We’re also centering equitable access in our investments in high-speed internet infrastructure. We know that the digital divide intersects with racial inequality, and that approximately forty percent of Black households lack access to high-speed fixed broadband. Treasury has not only awarded more than $8.5 billion for broadband, digital technology, and multi-purpose community center projects—but in accordance with our guidance, the states receiving these funds are also requiring service providers to participate in a new Affordable Connectivity Program that heavily discounts the cost of internet service.

Those are examples of where we’re digging deep, designing particular programs with equity at their core. But we’re also looking broadly: surveying the scope of what the Treasury Department does to think about how we can shape other policies and programs to equitably drive investment in the areas of greatest impact.

One example is the State Small Business Credit Initiative (SSBCI). Treasury is providing nearly $10 billion to states to increase small business’ access to capital. That includes $2.5 billion in funding and incentives to directly support underserved businesses and to jurisdictions that are successful in reaching underserved businesses.

But we know that pumping more resources into the system won’t alone bring about more equitable outcomes. We need to build out the pipeline to help workers in underserved communities enter high-growth sectors such as clean energy and semiconductor manufacturing. That’s why we recently announced a technical assistance competitive grant program through SSBCI to help very small and underserved businesses in those sectors get access to legal, accounting, and financial advisory services.
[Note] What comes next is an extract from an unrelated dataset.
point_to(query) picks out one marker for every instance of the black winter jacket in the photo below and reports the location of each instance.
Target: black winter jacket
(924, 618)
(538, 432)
And we’re working in parallel with private sector partners through the Economic Opportunity Coalition, including several first-mover companies that are committing to providing technical assistance to small and disadvantaged business in Investing in America industries.

One reason I’m proud of this effort is that it shows how we’re using our resources strategically, evaluating our programs in real time. And that is an area where your insight is incredibly valuable. We need your help to think about how we can stretch dollars further and target them more effectively. This is a moment of major changes in the structure of our economy, and we sit at a position of great leverage to reduce the racial wealth gap and bring a new generation of Americans into the middle class. Our investments are designed to ensure that no one is left behind in this transition to a cleaner, more resilient economy—and your advice is invaluable to helping us deliver on this goal. Thank you again.